It’s crystal clear by now that the NBA is all-in on sports betting — encouraging it, promoting it through partners and its own website, monetizing it through new partnerships and licensing agreements.
The NBA also sent a wagering-focused survey this week to at least a segment of NBA newsletter subscribers and/or persons entered into the NBA’s official Pick ‘Em contests presented by BetMGM and FanDuel.
The survey asks respondents various questions about betting habits, how much and how often they bet, where they place bets (FanDuel, BetMGM, MyBookie and 5Dimes are among the choices), and most interesting, about the possible integration of bets from regulated sportsbooks into NBA League Pass and even “the ability to place bets directly via NBA League Pass.”

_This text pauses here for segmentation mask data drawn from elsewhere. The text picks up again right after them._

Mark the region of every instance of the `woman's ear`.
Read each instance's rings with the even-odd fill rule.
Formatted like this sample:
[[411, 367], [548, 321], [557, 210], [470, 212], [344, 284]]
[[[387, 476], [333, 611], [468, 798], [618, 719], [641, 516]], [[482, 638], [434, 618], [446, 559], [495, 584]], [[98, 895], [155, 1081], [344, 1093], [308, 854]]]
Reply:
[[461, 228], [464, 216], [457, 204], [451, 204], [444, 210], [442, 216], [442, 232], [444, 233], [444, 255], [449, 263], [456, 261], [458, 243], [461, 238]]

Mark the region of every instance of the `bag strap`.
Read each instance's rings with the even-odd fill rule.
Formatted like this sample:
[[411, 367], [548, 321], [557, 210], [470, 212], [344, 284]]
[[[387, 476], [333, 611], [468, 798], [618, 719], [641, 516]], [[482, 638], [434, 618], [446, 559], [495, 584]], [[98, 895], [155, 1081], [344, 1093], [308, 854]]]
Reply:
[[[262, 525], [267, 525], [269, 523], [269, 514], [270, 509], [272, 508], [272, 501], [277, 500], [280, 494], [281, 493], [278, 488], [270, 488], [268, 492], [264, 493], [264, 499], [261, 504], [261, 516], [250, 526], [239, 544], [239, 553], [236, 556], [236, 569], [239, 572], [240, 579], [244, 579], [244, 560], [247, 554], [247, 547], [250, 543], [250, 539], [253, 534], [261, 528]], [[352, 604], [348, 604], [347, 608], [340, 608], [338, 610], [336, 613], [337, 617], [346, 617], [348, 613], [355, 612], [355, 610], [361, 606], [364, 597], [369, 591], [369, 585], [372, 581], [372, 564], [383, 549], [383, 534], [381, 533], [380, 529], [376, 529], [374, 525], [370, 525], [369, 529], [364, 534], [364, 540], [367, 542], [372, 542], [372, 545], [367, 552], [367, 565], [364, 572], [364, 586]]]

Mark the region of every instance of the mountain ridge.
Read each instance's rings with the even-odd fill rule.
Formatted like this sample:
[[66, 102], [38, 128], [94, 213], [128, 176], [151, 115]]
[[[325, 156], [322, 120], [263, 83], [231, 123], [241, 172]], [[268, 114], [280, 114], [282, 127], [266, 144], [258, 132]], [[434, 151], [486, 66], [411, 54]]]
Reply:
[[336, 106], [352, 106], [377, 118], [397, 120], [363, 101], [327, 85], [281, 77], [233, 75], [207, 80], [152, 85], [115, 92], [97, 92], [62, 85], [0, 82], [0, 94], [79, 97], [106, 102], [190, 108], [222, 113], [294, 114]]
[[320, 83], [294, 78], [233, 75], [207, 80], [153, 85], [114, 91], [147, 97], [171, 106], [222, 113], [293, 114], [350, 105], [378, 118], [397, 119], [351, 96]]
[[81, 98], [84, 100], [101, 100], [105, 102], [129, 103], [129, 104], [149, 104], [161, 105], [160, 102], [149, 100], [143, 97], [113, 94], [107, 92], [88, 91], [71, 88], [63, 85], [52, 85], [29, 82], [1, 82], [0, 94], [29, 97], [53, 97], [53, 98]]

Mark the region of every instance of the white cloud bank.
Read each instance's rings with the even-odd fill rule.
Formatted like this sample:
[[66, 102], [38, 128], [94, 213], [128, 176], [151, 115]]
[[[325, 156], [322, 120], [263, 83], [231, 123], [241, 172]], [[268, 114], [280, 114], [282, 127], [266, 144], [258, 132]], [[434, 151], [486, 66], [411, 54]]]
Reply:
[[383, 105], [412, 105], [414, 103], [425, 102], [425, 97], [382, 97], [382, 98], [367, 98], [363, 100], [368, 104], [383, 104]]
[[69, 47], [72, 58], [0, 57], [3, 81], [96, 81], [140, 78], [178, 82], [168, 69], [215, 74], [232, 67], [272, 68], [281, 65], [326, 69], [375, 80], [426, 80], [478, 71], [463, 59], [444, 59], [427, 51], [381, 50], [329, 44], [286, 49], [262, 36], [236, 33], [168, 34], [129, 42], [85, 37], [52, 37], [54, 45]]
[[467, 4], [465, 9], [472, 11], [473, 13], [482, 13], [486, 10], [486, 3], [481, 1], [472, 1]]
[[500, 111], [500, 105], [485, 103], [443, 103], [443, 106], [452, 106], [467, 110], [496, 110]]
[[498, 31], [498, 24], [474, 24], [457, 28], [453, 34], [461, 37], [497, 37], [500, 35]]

Below are some of the questions that piqued our interest, with some speculation about what it may mean about the NBA’s thinking.
NBA sports betting survey reveals what’s ahead
A couple nuts-and-bolts before we begin: the survey was produced on behalf of the NBA by a third party that appears to be the National Research Group, Inc. The e-mail asking for participation in the survey reads, “Today we have an important survey for you to complete about fantasy sports, gambling, and NBA Pick ‘Em. It should take 10-15 minutes to complete.” It begins with demographic questions such as age, sex, ethnicity and whether the respondent has children.
Potential New Features
Most interesting here are the second and third potential features. Importing bets into League Pass from a regulated online sportsbook, which we presume would be “authorized gaming operators,” and then placing bets directly via NBA League Pass. Whether the placement of bets directly via League Pass would currently be permitted in any jurisdiction, we don’t know.
It also appears the league is thinking of offering some kind of betting wallet, with “funds” perhaps redeemable for prizes. They’re also measuring interest in that, versus gambling for real money.
Advanced NBA stats betting
These are some of the “microtransactions” or in-game wagering prop-betting options that NBA Commissioner Adam Silver has referenced in conversations about sports gambling. This kind of in-game wager is usually a higher vig offering.
The NBA and MLB have argued in favor of state-mandated requirements for the usage of “official league data” in connection with sports betting, hinging the argument on the imperative of getting numbers directly from the league. The risk of “non-official” data, they say, is a loss of confidence in its games. But this presupposes that a bookmaker wants to allow bettors to wager on a player’s average speed. It’s a silly argument but nevertheless you can see here they’re gauging interest in this kind of betting option. Simultaneously, the NBA and MLB have professed that this kind of specific stat that could be singularly controlled by one player creates the greatest risk to their games.
State lottery integration
Some jurisdictions such as Delaware, Montana, Oregon and Washington D.C. empower the state lottery with regulatory control over sports betting, restricting wagering to Lottery-run products, rather than commercial sportsbooks.
In any case, to our knowledge, the NBA has yet to partner directly with a state lottery for any game with NBA branding. But it would like to know if fans would have interest in lottery based offerings (also asked was if respondents played the lottery) and if so, if that relationship would tarnish the league’s reputation.
Various other questions
Among the other questions, the survey touches on “Where do you play?” listing a mixture of popular offshore sportsbooks operating legally, and regulated U.S. sportsbooks. In states without legal sports betting, there’s only one choice.
This is a really good and interesting question (below) where I’m very interested in the responses. At least the NBA should share the answers with its sports betting partners:
How much and how often do you bet?
Some of these we know the answer to already: Yes, people will spend more time watching games they have bet on.
The survey also asked about what statistics respondents consider when making wagers, how long before games they put down a bet, general betting IQ (how well do you understand parlays and prop bets, for example).
This survey indicates the NBA will be exiting the sports betting perimeter and driving the lane.